Theoretically, this should have been a straight win for Reddit, especially given the incredibly low income that they've apparently been getting from ads anyway (I can't find the report now so the numbers might not be exact, but I remember it being reported that Reddit was pulling in something like ~$0.60 per user per month versus Twitter's slightly better ~$8 per user per month and Meta's frankly mindblowing ~$50 per user per month) but it was immediately dismissed out of hand in favor of their way more complicated proposal that app developers audit their own usage and then pay Reddit back.
My initial thoughts were either that the Reddit API was so broken that they couldn't figure out how to properly implement the rate limits or payment gating needed for the other strategy (even now the API still doesn't have proper rate limits, they just commence legal action anyone they find abusing it rather than figure out how to lock them out; the best they can really do is the sort of basic IP bans they're using here), or the Reddit higher-ups were so frustrated that Apollo had worked out a profitable business model before them that they just wanted to deploy a strategy targeted specifically at punishing them.
But it quickly became clear later that Reddit genuinely wasn't even thinking about third-party apps. They saw dollar signs from the AI boom, and realized that Reddit was one of the largest and most accessibly corpuses of generally-high-quality text on a wide variety of topics, and AI companies were going to need that.
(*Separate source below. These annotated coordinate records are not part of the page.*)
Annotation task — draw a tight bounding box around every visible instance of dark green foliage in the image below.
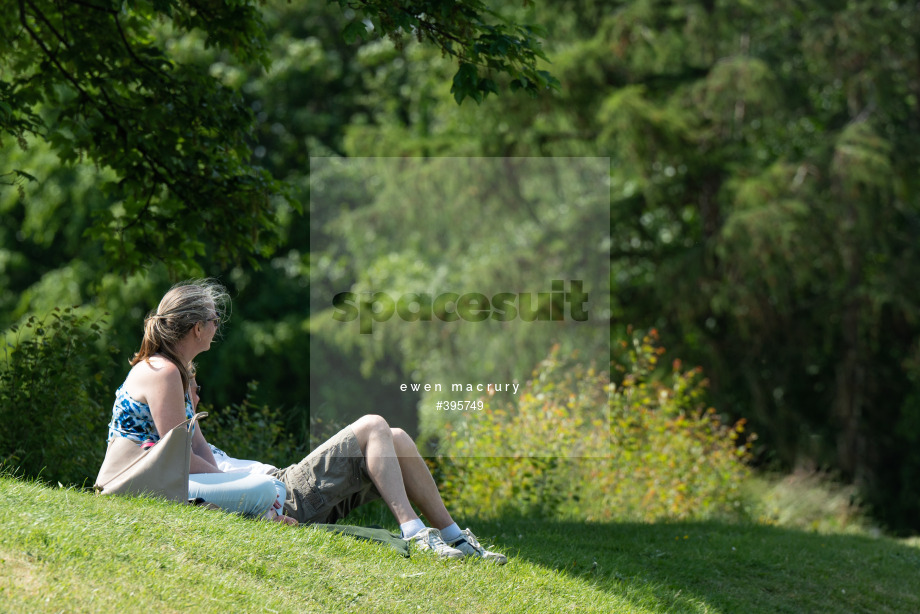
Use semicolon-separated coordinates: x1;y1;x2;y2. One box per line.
0;0;555;272
0;308;112;485
198;382;298;467
436;332;753;521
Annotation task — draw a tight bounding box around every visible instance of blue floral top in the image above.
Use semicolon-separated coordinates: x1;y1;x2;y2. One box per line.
106;384;195;443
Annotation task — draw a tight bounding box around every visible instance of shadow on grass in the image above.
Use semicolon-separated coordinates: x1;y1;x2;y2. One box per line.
469;519;920;613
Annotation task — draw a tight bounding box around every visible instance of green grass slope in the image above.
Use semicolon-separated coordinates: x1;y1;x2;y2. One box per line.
0;477;920;613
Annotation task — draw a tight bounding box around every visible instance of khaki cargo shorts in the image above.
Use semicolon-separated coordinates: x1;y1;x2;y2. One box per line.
272;426;380;524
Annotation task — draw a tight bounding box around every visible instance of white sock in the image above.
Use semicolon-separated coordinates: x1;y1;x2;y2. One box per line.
441;522;463;543
399;518;425;539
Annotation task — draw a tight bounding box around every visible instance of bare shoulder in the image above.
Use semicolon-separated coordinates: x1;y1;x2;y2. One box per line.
125;356;182;405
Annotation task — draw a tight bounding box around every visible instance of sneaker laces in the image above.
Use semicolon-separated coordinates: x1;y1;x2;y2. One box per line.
460;529;483;552
409;527;447;550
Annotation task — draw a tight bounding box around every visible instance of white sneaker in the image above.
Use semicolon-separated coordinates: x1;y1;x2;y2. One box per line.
404;527;465;559
448;529;508;565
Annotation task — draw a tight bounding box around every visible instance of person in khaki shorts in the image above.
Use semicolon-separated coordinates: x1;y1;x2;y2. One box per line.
189;376;508;565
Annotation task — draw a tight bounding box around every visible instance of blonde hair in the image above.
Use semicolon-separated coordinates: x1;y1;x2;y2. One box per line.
129;279;230;390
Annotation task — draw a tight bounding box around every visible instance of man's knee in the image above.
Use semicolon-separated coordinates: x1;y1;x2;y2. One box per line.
390;428;418;456
351;414;390;451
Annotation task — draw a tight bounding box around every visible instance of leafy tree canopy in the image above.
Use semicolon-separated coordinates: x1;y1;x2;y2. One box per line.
0;0;555;271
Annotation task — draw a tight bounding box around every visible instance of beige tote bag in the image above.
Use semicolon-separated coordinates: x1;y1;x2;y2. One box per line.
93;412;208;503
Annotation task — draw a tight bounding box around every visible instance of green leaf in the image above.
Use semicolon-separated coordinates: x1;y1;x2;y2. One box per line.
342;21;367;44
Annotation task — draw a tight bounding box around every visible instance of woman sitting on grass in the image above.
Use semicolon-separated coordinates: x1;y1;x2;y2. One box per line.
108;281;294;524
109;280;508;564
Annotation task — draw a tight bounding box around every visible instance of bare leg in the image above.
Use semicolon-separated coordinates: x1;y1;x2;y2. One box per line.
351;416;454;529
390;429;454;529
351;416;418;524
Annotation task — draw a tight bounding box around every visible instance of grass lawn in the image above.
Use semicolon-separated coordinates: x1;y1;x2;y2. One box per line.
0;477;920;613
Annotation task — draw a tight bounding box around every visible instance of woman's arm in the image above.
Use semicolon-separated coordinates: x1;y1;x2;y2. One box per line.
141;361;222;473
189;424;223;473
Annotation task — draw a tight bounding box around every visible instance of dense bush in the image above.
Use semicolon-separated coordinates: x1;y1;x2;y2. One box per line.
198;382;298;467
0;308;112;485
436;331;753;521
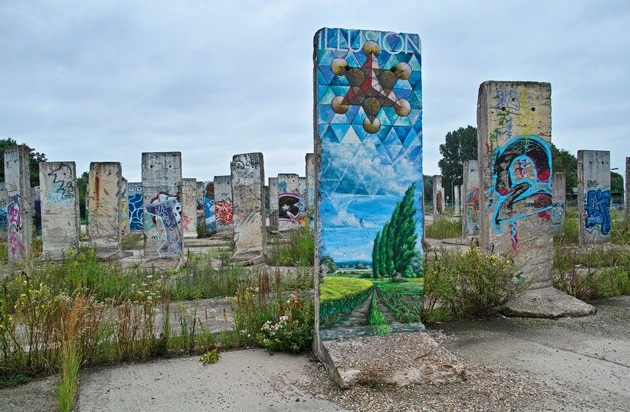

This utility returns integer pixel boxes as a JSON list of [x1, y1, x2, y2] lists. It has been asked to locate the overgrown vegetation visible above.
[[267, 225, 315, 266], [423, 248, 520, 323], [425, 216, 462, 239]]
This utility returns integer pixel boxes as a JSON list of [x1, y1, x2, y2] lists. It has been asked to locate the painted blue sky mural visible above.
[[315, 29, 422, 262]]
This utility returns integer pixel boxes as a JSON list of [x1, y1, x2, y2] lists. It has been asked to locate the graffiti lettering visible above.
[[146, 192, 183, 257], [7, 195, 24, 255], [584, 189, 610, 235], [46, 163, 75, 203]]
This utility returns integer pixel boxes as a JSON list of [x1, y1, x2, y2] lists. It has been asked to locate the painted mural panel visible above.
[[314, 29, 423, 340], [462, 160, 479, 237], [214, 176, 234, 234], [477, 82, 553, 285], [127, 182, 144, 232], [142, 152, 184, 259], [203, 182, 217, 233], [578, 150, 612, 245]]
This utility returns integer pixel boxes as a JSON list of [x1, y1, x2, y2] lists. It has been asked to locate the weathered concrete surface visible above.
[[230, 153, 267, 265], [321, 332, 465, 388], [87, 162, 122, 259], [477, 81, 553, 287], [551, 172, 567, 229], [39, 162, 80, 259], [305, 153, 315, 228], [142, 152, 184, 259], [127, 182, 144, 233], [578, 150, 612, 246], [269, 177, 278, 233], [504, 287, 596, 319], [462, 160, 479, 237], [180, 178, 197, 239], [453, 185, 462, 216], [433, 175, 446, 221], [278, 173, 304, 232], [440, 296, 630, 411], [4, 145, 33, 262], [214, 176, 234, 238]]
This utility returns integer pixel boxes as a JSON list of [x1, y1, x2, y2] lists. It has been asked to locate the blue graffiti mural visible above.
[[584, 189, 610, 235], [490, 135, 553, 249]]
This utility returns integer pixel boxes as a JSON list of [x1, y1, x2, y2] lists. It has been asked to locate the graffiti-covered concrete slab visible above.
[[127, 182, 144, 232], [278, 173, 306, 232], [181, 178, 197, 239], [230, 153, 267, 264], [4, 145, 33, 262], [39, 162, 80, 259], [578, 150, 612, 245], [477, 81, 595, 317], [432, 175, 446, 222], [269, 177, 279, 233], [214, 176, 234, 237], [314, 29, 423, 350], [551, 172, 567, 229], [88, 162, 122, 259], [142, 152, 184, 259]]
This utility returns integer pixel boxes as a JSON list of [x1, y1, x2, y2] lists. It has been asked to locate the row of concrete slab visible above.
[[432, 154, 630, 245], [0, 146, 314, 263]]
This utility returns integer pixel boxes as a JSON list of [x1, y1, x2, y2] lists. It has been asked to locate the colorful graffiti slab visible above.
[[316, 29, 423, 340], [127, 182, 144, 232], [578, 150, 612, 245], [204, 182, 217, 233], [145, 192, 183, 257], [477, 81, 553, 286]]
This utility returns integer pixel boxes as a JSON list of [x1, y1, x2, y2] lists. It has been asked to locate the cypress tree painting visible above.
[[314, 29, 423, 340]]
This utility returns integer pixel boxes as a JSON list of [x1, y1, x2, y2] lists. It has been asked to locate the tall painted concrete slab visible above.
[[120, 177, 129, 237], [230, 153, 267, 264], [305, 153, 315, 229], [624, 157, 630, 220], [278, 173, 305, 232], [0, 182, 9, 242], [578, 150, 612, 245], [477, 81, 553, 288], [4, 145, 33, 262], [214, 176, 234, 237], [453, 185, 462, 216], [551, 172, 567, 229], [433, 175, 446, 222], [197, 181, 206, 227], [269, 177, 280, 233], [314, 29, 423, 346], [462, 160, 479, 237], [39, 162, 80, 259], [88, 162, 122, 259], [127, 182, 144, 233], [203, 181, 217, 233], [142, 152, 184, 259], [181, 178, 197, 239]]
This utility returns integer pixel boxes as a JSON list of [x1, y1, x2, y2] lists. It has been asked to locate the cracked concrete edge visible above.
[[503, 286, 597, 319]]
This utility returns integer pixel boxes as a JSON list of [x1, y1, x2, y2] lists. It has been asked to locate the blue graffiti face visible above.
[[584, 189, 610, 235]]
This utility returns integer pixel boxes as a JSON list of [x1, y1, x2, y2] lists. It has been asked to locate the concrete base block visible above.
[[503, 286, 596, 319], [320, 332, 465, 388]]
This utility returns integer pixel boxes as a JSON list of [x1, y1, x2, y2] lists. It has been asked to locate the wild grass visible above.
[[425, 216, 462, 239], [267, 225, 315, 266]]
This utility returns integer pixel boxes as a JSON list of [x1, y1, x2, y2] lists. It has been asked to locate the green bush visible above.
[[423, 248, 519, 319]]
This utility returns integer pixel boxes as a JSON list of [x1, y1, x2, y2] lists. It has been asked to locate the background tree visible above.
[[0, 137, 48, 187], [440, 126, 477, 201]]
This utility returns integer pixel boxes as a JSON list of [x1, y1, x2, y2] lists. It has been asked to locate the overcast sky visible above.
[[0, 0, 630, 181]]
Google showing an intense dependency on Reddit during the blackout didn't hurt either (yes, at this point I genuinely believe the blackout actually hurt more than it helped by giving Reddit further leverage to use on Google, hence why they were one of the first to sign a crawler deal afterwards).
So they decided to use any method they could think of to lock down access to the platform while keeping enough people around that the Reddit platform was still mostly decent enough to be usable for AI training and pivoted much of their business to selling data. All of this while claiming, as they're still doing today with the Internet Archive move, that this is somehow a "privacy measure" meant to ensure deleted comments aren't being archived anywhere.
The same thing basically happened with Stack Exchange, except they had much less leverage over their community because the entire site was previously CC licensed and they didn't have any real authority to override that beyond making data access really annoying.
The good news is that it really does seem like "injest everything" big model AI is the least likely to survive at this point. Between ChatGPT scaling things down massively to save on costs with the GPT-5 update and the Chinese models somehow making do with less data and slower chips by just using better engineering techniques, I highly doubt these economics around AI are going to last. The bad news is that, between stuff like this and the GitHub restructuring today, I don't thing Big Tech has any plans on how they're going to continue functioning in an economy that isn't entirely based on AI hype. And that's really concerning.